With green chili season upon us, we thought that we’d use up one in a batch of mustard, making a spicy version to liven up our sandwiches. Now, we claimed that making mustard is easy, but we never said that it’s fast. This version will take at least a month before it’s ready, but, during that month, you don’t have to do anything.
For the wine, use something you like, or use beer. Either will work just fine. For mustard seeds, try to get them someplace in larger packages than you’ll find in the supermarket aisle. We get ours from Penzey’s Spices, because there’s a store in town and you can’t beat their prices; otherwise, we’d head on out to ethnic markets. They often have inexpensive spices. For the chili, you could use jalapenos, or any other chili you like and think would be good.
Procedure in detail:
Soak mustard. Place the mustard seeds in a pint jar and add the wine. You really want to use a pint jar, if possible, as this will make exactly one pint. Once you have the mustard and the wine in the jar, put the lid on and let it sit on the counter overnight — don’t worry, the alcohol in the wine (or beer) will prevent any spoiling. The overnight soak will allow the mustard seeds to swell.
Add remaining ingredients. Okay, that first day was a rough one in terms of working on the mustard. Today, you’ll have even more to do, such as chopping the pepper (and roasting /skinning/seeding it, if need be; we’d roasted ours previously and froze it for just such an occasion), chopping a bit of onion, and adding everything else on the ingredients list to the jar.
Shake.
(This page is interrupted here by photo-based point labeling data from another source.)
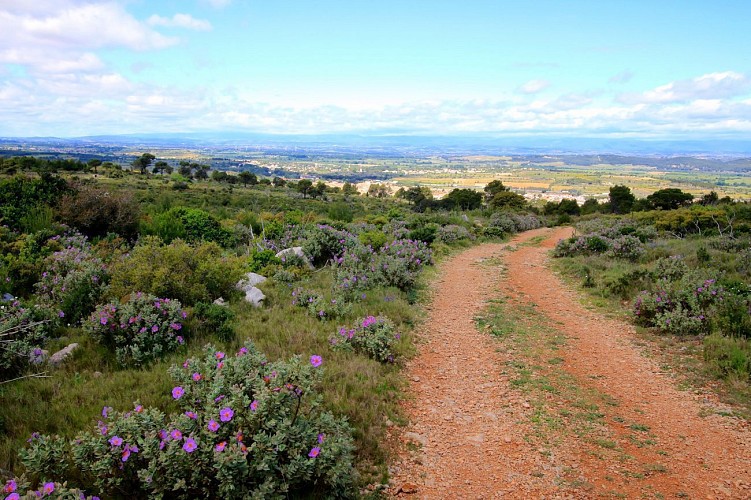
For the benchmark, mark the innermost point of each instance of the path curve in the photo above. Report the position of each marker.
(468, 424)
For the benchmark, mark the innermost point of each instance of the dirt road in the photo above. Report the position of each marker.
(519, 391)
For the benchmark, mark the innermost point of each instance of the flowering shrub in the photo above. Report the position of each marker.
(680, 307)
(372, 336)
(141, 330)
(23, 330)
(452, 233)
(246, 428)
(324, 243)
(318, 306)
(74, 281)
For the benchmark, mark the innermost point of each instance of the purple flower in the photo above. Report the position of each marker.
(190, 445)
(178, 392)
(10, 487)
(226, 414)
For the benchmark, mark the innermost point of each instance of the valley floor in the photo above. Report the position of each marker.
(519, 391)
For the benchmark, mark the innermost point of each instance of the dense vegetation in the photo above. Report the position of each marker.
(129, 269)
(293, 396)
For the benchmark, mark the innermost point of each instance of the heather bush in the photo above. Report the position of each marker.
(141, 330)
(680, 307)
(452, 233)
(372, 336)
(324, 243)
(246, 428)
(74, 280)
(188, 273)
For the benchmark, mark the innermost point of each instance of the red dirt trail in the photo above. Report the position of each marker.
(471, 433)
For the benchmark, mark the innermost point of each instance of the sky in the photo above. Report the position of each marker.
(614, 68)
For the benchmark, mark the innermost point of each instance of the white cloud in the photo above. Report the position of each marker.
(180, 21)
(534, 86)
(622, 77)
(710, 86)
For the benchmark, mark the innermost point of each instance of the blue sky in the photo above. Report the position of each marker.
(677, 69)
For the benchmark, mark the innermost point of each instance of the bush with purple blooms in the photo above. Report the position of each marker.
(320, 307)
(74, 279)
(682, 307)
(373, 336)
(140, 330)
(246, 428)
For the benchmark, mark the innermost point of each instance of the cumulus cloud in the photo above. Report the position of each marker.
(533, 87)
(727, 84)
(622, 77)
(180, 21)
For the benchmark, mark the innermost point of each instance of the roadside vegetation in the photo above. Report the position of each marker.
(180, 388)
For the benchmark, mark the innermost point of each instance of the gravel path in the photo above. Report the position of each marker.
(471, 432)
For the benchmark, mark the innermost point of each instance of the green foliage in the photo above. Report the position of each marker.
(97, 212)
(23, 331)
(213, 319)
(246, 428)
(728, 357)
(20, 195)
(372, 336)
(141, 330)
(188, 273)
(74, 280)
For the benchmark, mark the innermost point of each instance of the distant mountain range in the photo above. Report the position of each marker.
(402, 144)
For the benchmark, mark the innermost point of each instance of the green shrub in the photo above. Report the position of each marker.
(728, 356)
(188, 273)
(372, 336)
(23, 331)
(74, 281)
(141, 330)
(213, 319)
(246, 428)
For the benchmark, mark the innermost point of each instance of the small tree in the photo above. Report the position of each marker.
(142, 162)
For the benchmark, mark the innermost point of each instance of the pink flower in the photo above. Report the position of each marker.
(226, 414)
(190, 445)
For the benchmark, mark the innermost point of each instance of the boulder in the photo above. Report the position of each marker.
(297, 252)
(62, 354)
(248, 285)
(254, 296)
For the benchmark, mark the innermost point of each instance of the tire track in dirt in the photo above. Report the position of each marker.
(469, 427)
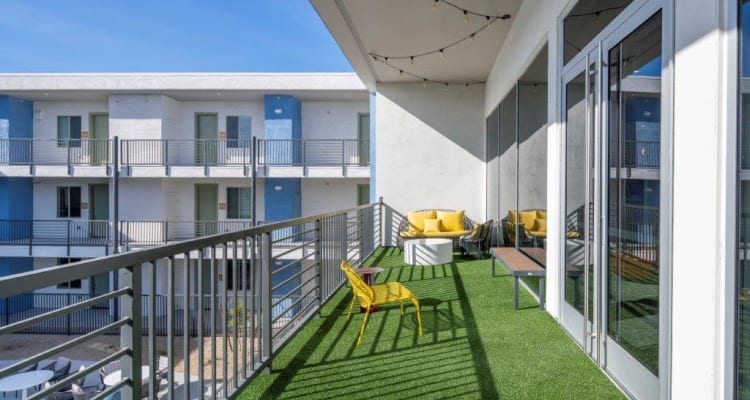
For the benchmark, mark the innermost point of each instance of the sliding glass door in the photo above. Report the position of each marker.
(613, 198)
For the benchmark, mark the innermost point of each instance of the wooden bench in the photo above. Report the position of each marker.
(520, 265)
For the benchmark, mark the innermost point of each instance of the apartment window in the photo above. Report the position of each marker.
(238, 131)
(69, 131)
(69, 202)
(74, 284)
(230, 275)
(238, 203)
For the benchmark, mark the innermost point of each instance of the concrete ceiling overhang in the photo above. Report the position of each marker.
(402, 28)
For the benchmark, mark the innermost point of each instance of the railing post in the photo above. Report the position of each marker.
(265, 298)
(131, 334)
(319, 264)
(380, 216)
(116, 195)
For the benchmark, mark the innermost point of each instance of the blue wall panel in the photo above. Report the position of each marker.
(283, 197)
(10, 266)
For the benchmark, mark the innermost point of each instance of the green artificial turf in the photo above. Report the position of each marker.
(475, 346)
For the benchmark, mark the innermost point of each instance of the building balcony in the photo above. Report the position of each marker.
(250, 314)
(157, 158)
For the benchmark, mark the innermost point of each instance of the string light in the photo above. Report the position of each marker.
(425, 80)
(489, 20)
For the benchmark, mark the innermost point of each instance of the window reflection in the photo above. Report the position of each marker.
(743, 265)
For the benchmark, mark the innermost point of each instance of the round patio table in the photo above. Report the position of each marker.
(24, 381)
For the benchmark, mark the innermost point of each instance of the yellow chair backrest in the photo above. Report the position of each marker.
(362, 290)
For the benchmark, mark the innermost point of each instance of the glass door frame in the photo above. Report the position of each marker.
(586, 333)
(618, 363)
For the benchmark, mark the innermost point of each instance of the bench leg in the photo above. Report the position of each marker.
(541, 293)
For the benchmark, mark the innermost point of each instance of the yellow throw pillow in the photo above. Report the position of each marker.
(416, 219)
(540, 225)
(432, 225)
(512, 216)
(452, 220)
(527, 218)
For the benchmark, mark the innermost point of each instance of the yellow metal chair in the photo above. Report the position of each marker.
(377, 295)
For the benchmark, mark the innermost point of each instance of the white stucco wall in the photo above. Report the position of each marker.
(430, 147)
(325, 195)
(331, 119)
(135, 116)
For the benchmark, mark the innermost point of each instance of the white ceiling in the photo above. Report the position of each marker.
(404, 28)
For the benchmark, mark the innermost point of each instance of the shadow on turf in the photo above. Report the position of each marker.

Put the lid on the jar — tightly — and give it a good shaking. Keep shaking until you’re sure the sugar and salt are dissolved, although they should dissolve over the next month, regardless.
Refrigerate. Okay, place the jar in the refrigerator for the next month. Yep, 30 days. Just leave it to steep and meld and mellow over the next four weeks. Naturally, if you leave it longer, it’ll be okay, too.
Grind. Scrape out the contents of the jar into a food processor or blender. Hit the on button and whir until you have a mustard with your desired coarseness.
Season. Taste the mustard and add salt, if needed, then pack it all back in the jar and keep refrigerated.
We can’t rate this mustard yet as ours in sitting in the refrigerator melding and mellowing. If we get the chance and remember, we’ll update this in about a month. But, you will note that making home-scratched mustard is really easy, so easy that we never buy the stuff at the store.